Persistence

Usecase

joblib.dump() and joblib.load() provide a replacement for pickle to work efficiently on Python objects containing large data, in particular large numpy arrays.

A simple example

First we create a temporary directory:

>>> from tempfile import mkdtemp
>>> savedir = mkdtemp()
>>> import os
>>> filename = os.path.join(savedir, 'test.pkl')

Then we create an object to be persisted:

>>> import numpy as np
>>> to_persist = [('a', [1, 2, 3]), ('b', np.arange(10))]

which we save into savedir:

>>> import joblib
>>> joblib.dump(to_persist, filename)  
['...test.pkl', '...test.pkl_01.npy']

We can then load the object from the file:

>>> joblib.load(filename)
[('a', [1, 2, 3]), ('b', array([0, 1, 2, 3, 4, 5, 6, 7, 8, 9]))]

Note

As you can see from the output, joblib pickle tend to be spread across multiple files. More precisely, on top of the main joblib pickle file (passed into the joblib.dump function), for each numpy array that the persisted object contains, an auxiliary .npy file with the binary data of the array will be created. When moving joblib pickle files around, you will need to remember to keep all these files together.

Compressed joblib pickles

Setting the compress argument to True in joblib.dump() will allow to save space on disk:

>>> joblib.dump(to_persist, filename, compress=True)  
['.../test.pkl']

Another advantage it that it will create a single-file joblib pickle.

More details can be found in the joblib.dump() and joblib.load() documentation.

Compatibility across python versions

Compatibility of joblib pickles across python versions is not supported.

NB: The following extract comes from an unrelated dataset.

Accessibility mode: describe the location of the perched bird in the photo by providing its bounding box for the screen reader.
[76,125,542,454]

Note that this may appear to work when saving a pickle with python 2 and loading it with python 3, for a very restricted set of objects but relying on it is strongly discouraged.

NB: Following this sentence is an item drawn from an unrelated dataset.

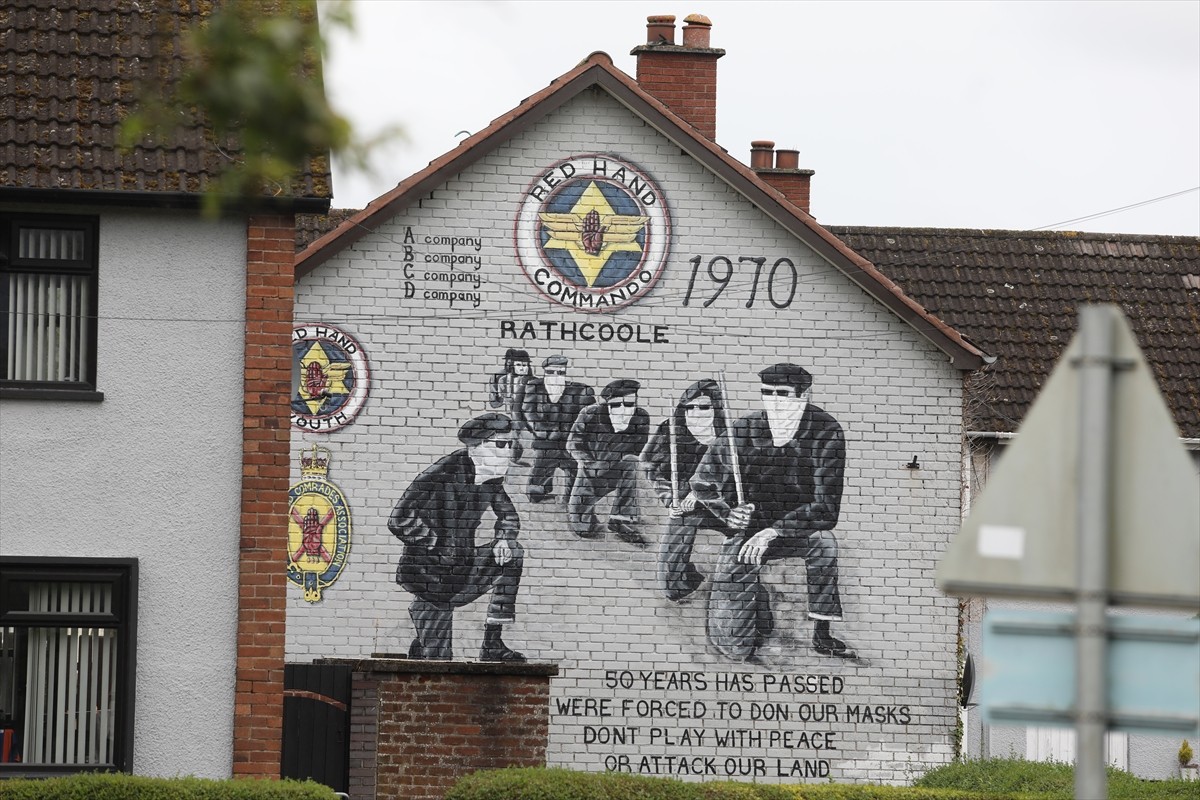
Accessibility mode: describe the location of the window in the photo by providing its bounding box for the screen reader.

If you are switching between python versions, you will need to save a different joblib pickle for each python version.

Here are a few examples or exceptions:

  • Saving joblib pickle with python 2, trying to load it with python 3:

    Traceback (most recent call last):
      File "/home/lesteve/dev/joblib/joblib/numpy_pickle.py", line 453, in load
        obj = unpickler.load()
      File "/home/lesteve/miniconda3/lib/python3.4/pickle.py", line 1038, in load
        dispatch[key[0]](self)
      File "/home/lesteve/miniconda3/lib/python3.4/pickle.py", line 1176, in load_binstring
        self.append(self._decode_string(data))
      File "/home/lesteve/miniconda3/lib/python3.4/pickle.py", line 1158, in _decode_string
        return value.decode(self.encoding, self.errors)
    UnicodeDecodeError: 'ascii' codec can't decode byte 0x80 in position 1024: ordinal not in range(128)
    
    Traceback (most recent call last):
      File "<string>", line 1, in <module>
      File "/home/lesteve/dev/joblib/joblib/numpy_pickle.py", line 462, in load
        raise new_exc
      ValueError: You may be trying to read with python 3 a joblib pickle generated with python 2. This is not feature supported by joblib.
    
  • Saving joblib pickle with python 3, trying to load it with python 2:

    Traceback (most recent call last):
      File "<string>", line 1, in <module>
      File "joblib/numpy_pickle.py", line 453, in load
        obj = unpickler.load()
      File "/home/lesteve/miniconda3/envs/py27/lib/python2.7/pickle.py", line 858, in load
        dispatch[key](self)
      File "/home/lesteve/miniconda3/envs/py27/lib/python2.7/pickle.py", line 886, in load_proto
        raise ValueError, "unsupported pickle protocol: %d" % proto
    ValueError: unsupported pickle protocol: 3